The California Supreme Court issued a troubling decision in Solus Industrial Innovations LLC v. Superior Court. In this case, the Orange County District Attorney’s office brought unfair competition and consumer protection claims against a business that violated health and safety standards in the amount of $2,500 per day for each employee—on top of major penalties imposed by the California Department of Industrial Relations (Cal. OSHA). As Luke Wake of the NFIB Small Business Legal Center said in a recent San Francisco Chronical article: This is a disappointing decision because it “exposes small business owners to shock-and-awe penalties above and beyond anything contemplated in California’s state plan for enforcing health and safety workplace standards.”

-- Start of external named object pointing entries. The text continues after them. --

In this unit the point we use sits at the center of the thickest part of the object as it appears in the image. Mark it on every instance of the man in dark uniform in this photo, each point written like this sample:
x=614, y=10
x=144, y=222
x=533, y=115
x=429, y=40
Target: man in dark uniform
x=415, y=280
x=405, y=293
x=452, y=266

The violations were serious and tragically resulted in two fatalities. But Cal. OSHA was already imposing heavy penalties before the Orange County District Attorney filed unfair competition and consumer protection claims for the very same health and safety violations. Simply put, the District Attorney was looking to pile-on penalties on top of what Cal. OSHA imposed for the same regulatory violation.
Penalties Should Not Be Stacked
First, when the Legislature enacts a law imposing regulatory standards and proscribing specific penalties it is only reasonable to assume that the Legislature intended those specified penalties to represent the full force of the state’s sanctions. If unfair competition and consumer protection statutes can be invoked to stack on additional penalties for every regulatory violation, then there would be little point in the Legislature spelling out specific penalties for specific regulatory violations.
Second, every regulatory violation does not give a business an unfair advantage so as to warrant imposition of penalties under unfair competition and consumer protection statutes. In the absence of concrete facts establishing a meaningful nexus between a regulatory violation and consumer deception, the government should not be allowed to stack-on penalties under consumer protection statutes.
Federal Law Preempts State Regulation of Health and Safety Standards
Another problem is that the federal Occupational Safety & Health Act preempts states from imposing more burdensome health and safety standards than are required under federal law, except in so far as a State has obtained express approval from the Secretary of Labor to enforce a state plan. And while California has been granted authority from U.S. DOL to enforce its own health and safety standards and penalties, California’s approved state plan makes no mention of the possibility of employers facing additional penalties for violation of California’s unfair competition and consumer protection laws. Accordingly, the NFIB Legal Center argued, as amicus curiae, that federal law preempts the state from piling-on penalties for health and safety violations beyond those penalties expressly approved by the Secretary of Labor with California’s formal state enforcement plan.
Unfortunately, the California Supreme Court disagreed. The Solus decision held that there is no federal preemption in California because the State has an approved state plan, which the Court found preempts federal law. Moreover, the Court ruled that the OSH Act preserves common law actions that may be predicated upon violations of health and safety standards. In sum, the Solus decision now opens the door for prosecutors to bring unfair competition and consumer protection claims against any business that violates health and safety standards—regardless of whether the violation results in any harm to anyone.